Ortodoxia.... será?

Ortodoxia.... será?

Fonte: Atualizado: sábado, 29 de março de 2014 às 03:29

Muitos líderes hoje alçam a voz em defesa da ortodoxia. Entre os diversos grupos evangélicos é comum vermos disputas inflamadas com relação ser ou não ser uma determinada experiência, expressão ou ato litúrgico coerente com a ortodoxia evangélica. As discussões são tão acaloradas que por vezes causam celeumas no Corpo.

Frases como: "Isto não faz parte de nossa tradição...", "Isso não faz parte de nossa cultura...", "essa experiência é heterodoxa, portanto esse comportamento, bem como essas pessoas devem ser repudiadas como hereges". Pensamentos nessa linha têm me inquietado bastante.

O que é realmente ortodoxia evangélica? Procedimentos diferentes podem dividir o Corpo de Cristo? Será que a nossa tradição ou a tradição de quem quer que seja foi pesada a luz da revelação bíblica? E se estivermos errados quando julgamos o cristianismo alheio, será que estamos dispostos a mudar?  A exercer misericórdia? Será que recebemos a misericórdia da parte de outros irmãos que não entendem a visão que abraçamos ou nossa maneira de viver o cristianismo?

O que acontece quando a ortodoxia é na verdade heterodoxia que se perpetuou transformando-se em tradição da igreja? Jesus, certa feita denunciou o comportamento tradicional que havia se instalado entre o judaísmo que, por vezes invalidava a Palavra de Deus. Então, a tradição dos fariseus tornou-se o padrão ortodoxo da época, o que não estava totalmente alinhada ao que deveria ser crido e praticado pelo povo de Deus.
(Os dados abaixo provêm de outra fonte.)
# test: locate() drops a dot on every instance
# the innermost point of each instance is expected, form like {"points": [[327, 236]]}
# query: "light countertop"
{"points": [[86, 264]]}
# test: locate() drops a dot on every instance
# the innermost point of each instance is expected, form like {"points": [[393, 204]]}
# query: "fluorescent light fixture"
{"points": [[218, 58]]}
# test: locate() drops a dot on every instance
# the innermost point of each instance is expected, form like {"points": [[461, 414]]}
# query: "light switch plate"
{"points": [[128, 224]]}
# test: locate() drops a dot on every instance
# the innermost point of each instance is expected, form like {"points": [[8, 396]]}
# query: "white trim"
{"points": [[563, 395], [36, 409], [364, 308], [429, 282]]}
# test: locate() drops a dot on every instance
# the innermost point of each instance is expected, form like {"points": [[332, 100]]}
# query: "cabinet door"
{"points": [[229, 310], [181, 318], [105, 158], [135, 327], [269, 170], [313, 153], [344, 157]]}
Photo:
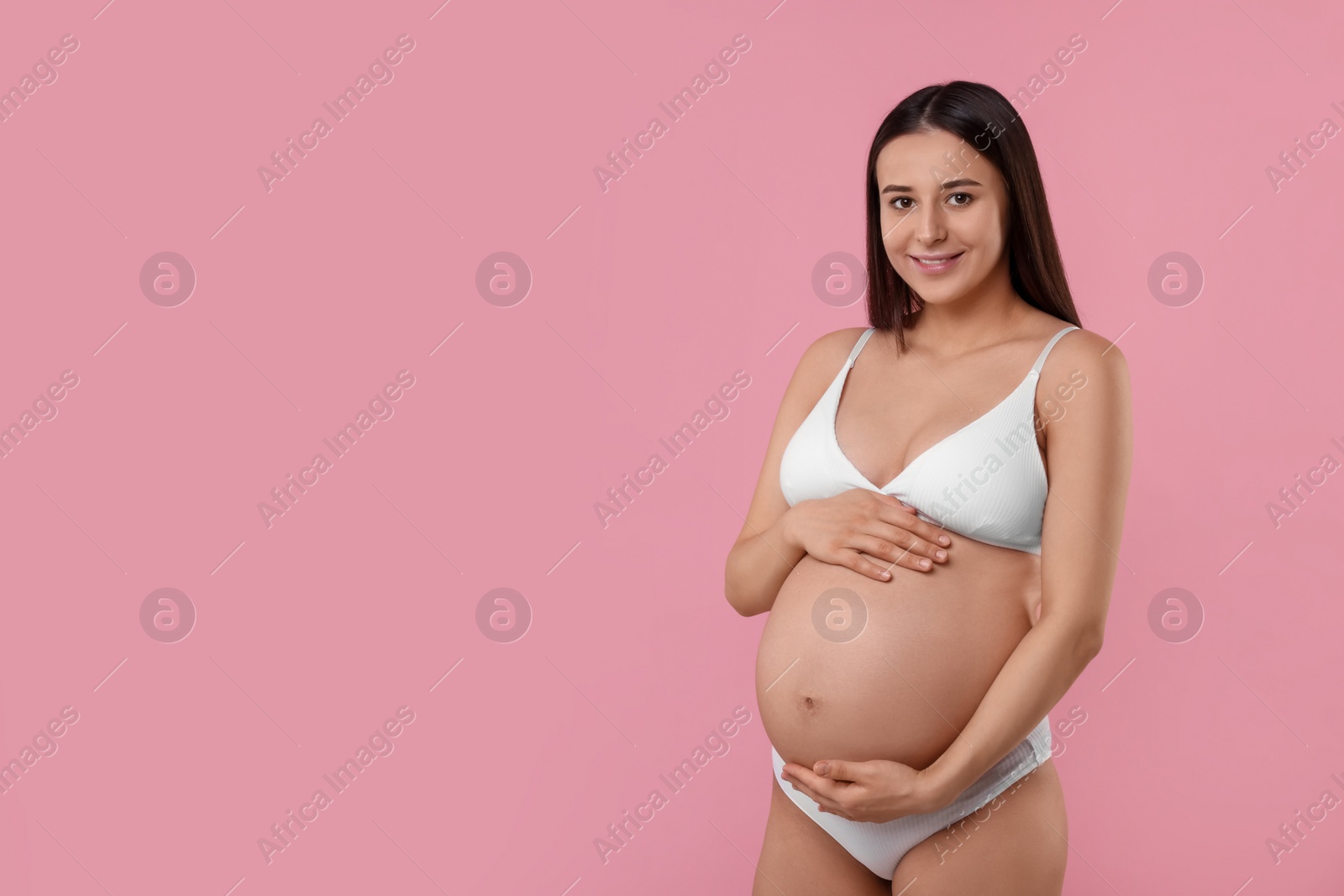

Por ortodoxia podemos entender - "Qualidade de uma declaração doutrinária que se acha de acordo com o ensino revelado no Antigo e no Novo Testamento"; etimologicamente essa palavra deriva-se de duas outras palavras gregas orthos e doksa que poderia ser traduzido como aquilo que parece reto, justo. Todavia, a palavra tem sido usada entro de um contexto em que faz referência a um comportamento ou liturgia geralmente aceitos.

A inflexibilidade em torno da pseudo-ortodoxia (ou o que se julga ser ortodoxo) tem gerado muitos problemas no decorrer da historia da igreja cristã. Logo após a reforma vemos grupos contestando e até perseguindo outros por causa do batismo por imersão (o que na época não era considerado prática comum mesmo entre os reformados). No século XVII encontramos o pietísmo com seu apelo à pratica das escrituras e vida piedosa contrapondo a esterilidade religiosa da época. Assim vemos em diversos lugares e em diversos períodos práticas religiosas insípidas, que, tomando um caráter solene de ortodoxia, furtaram o verdadeiro sentido da adoração e comunhão com Deus, precisando que as estruturas da religiosidade fossem abaladas por ventos de avivamento, que, primeiramente, restaurava a Igreja, tanto a liderança quanto a membresia, em seguida revolucionava a sociedade.

Hoje não encontro diferenças significativas. Pela internet, em debates, através de diversos tipos de publicações, vemos a defesa de certos nichos evangélicos em detrimento do que é realmente importante, levar o homem a uma experiência pessoal com Deus. Apesar de reconhecer o valor das tradições e certos costumes esposados entre nós, não posso elevá-los a um status superior às Escrituras.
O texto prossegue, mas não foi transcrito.